Thanks for taking the time to try and explain. I suppose I don't understand because I've never used ChatGPT or even been vaguely attracted to it! Nobody at work is using it or seems to know what it is-although they could be lying.
 

OffenhamSkyBlue

Well-Known Member
I assume AI is behind the changes to Twitter, which i find is now borderline unusable. I thought that tweets from anyone i follow would turn up under the "Following" tab - but oh, no - there is loads of stuff in the "For you" tab which is posted from them mashed up with all the vitriol and ads that i have no interest in. It won't be long before i ditch it for good, unless someone can explain to me how it is supposed to work now??
 

shmmeee

Well-Known Member
I assume AI is behind the changes to Twitter, which i find is now borderline unusable. I thought that tweets from anyone i follow would turn up under the "Following" tab - but oh, no - there is loads of stuff in the "For you" tab which is posted from them mashed up with all the vitriol and ads that i have no interest in. It won't be long before i ditch it for good, unless someone can explain to me how it is supposed to work now??

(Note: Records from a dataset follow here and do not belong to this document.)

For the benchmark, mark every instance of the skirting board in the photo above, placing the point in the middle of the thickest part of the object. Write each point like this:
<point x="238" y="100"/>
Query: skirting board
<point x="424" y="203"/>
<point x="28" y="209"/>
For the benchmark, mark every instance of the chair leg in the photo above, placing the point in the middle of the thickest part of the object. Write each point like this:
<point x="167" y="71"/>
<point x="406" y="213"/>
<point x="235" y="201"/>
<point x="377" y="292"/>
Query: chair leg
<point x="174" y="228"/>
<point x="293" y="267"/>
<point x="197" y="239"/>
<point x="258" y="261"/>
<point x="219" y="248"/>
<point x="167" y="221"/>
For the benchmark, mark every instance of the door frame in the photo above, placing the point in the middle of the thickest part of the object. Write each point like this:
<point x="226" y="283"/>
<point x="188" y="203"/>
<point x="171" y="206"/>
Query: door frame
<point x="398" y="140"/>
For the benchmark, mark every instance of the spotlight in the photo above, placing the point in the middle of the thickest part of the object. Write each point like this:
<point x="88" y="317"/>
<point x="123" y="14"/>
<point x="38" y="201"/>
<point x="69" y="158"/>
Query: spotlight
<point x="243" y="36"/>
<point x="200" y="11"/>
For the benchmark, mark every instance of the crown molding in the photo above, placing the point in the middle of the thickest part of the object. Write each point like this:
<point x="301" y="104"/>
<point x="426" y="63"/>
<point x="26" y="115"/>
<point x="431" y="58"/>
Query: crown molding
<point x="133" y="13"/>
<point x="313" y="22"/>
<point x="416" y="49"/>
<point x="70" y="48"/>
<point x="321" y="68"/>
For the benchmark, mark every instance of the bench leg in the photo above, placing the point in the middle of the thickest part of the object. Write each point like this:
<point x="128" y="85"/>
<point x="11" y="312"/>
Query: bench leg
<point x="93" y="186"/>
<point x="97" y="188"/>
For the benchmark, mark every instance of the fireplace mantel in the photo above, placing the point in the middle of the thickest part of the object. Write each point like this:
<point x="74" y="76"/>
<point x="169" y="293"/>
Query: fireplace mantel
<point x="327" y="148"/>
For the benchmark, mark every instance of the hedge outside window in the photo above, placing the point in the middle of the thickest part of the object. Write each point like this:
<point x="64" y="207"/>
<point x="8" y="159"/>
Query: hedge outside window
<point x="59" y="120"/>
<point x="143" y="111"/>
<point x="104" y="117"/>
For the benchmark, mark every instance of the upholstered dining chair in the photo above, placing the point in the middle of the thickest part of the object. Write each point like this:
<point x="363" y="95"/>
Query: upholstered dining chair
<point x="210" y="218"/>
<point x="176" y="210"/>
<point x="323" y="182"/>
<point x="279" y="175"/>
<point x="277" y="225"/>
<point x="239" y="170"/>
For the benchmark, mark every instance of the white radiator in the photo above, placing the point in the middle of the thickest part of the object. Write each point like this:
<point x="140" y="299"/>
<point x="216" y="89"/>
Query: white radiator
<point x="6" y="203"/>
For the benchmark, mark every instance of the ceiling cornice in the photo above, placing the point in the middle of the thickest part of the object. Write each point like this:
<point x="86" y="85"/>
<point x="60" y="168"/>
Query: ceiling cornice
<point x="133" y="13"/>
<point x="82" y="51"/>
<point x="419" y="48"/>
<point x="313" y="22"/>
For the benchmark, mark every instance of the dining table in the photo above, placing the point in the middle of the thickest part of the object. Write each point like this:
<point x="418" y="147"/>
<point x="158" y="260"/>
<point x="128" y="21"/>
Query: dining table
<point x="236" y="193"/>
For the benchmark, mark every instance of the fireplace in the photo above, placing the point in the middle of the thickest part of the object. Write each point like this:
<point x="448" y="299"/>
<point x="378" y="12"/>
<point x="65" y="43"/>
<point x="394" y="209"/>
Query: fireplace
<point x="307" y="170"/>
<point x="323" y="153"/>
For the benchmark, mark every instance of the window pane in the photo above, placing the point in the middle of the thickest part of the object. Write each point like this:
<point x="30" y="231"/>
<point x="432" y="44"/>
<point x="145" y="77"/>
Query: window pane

Following should be just people you follow. For You is shit the algorithm thinks you want. What seems to have disappeared is the ordering. Used to be you could have the algorithm sort tweets or just have them in chronological order but that’s disappeared now.
 

OffenhamSkyBlue

Well-Known Member
Following should be just people you follow. For You is shit the algorithm thinks you want. What seems to have disappeared is the ordering. Used to be you could have the algorithm sort tweets or just have them in chronological order but that’s disappeared now.
I think that is the problem. It is all out of order. But why do some tweets from, for example, CCFC or my sister, turn up in "For you" but some in "Following"? I wish they had just left it alone - did they ASK any Twitter users whether this change was wanted? I doubt it!
 

ajsccfc

Well-Known Member
My Following tab is set chronologically and thankfully it's stopped sending me back to For You, but bloody hell the amount of ads that show up now is beyond ridiculous. I saw a fitting tweet that said Musk has now turned it into a racist QVC
 

shmmeee

Well-Known Member
I actually like the variety of views I see on Twitter now, even if shouty thick right wing types seem to be in the majority, I’d hoped for at least equal amounts of shouty thick left wing types.

Musk is very clearly trying to make the free experience garbage and push everyone to pay though. Not sure it’ll ever happen.
 

shmmeee

Well-Known Member
People who just fucking park in the road.

Got a shop on my street with parking bays outside, parking across the road and parking all up and down the street. Yet people still double park essentially making it a one lane road so they don’t have to walk ten feet.

TBF quality of driving and parking in Bedworth comes close to Foleshill levels.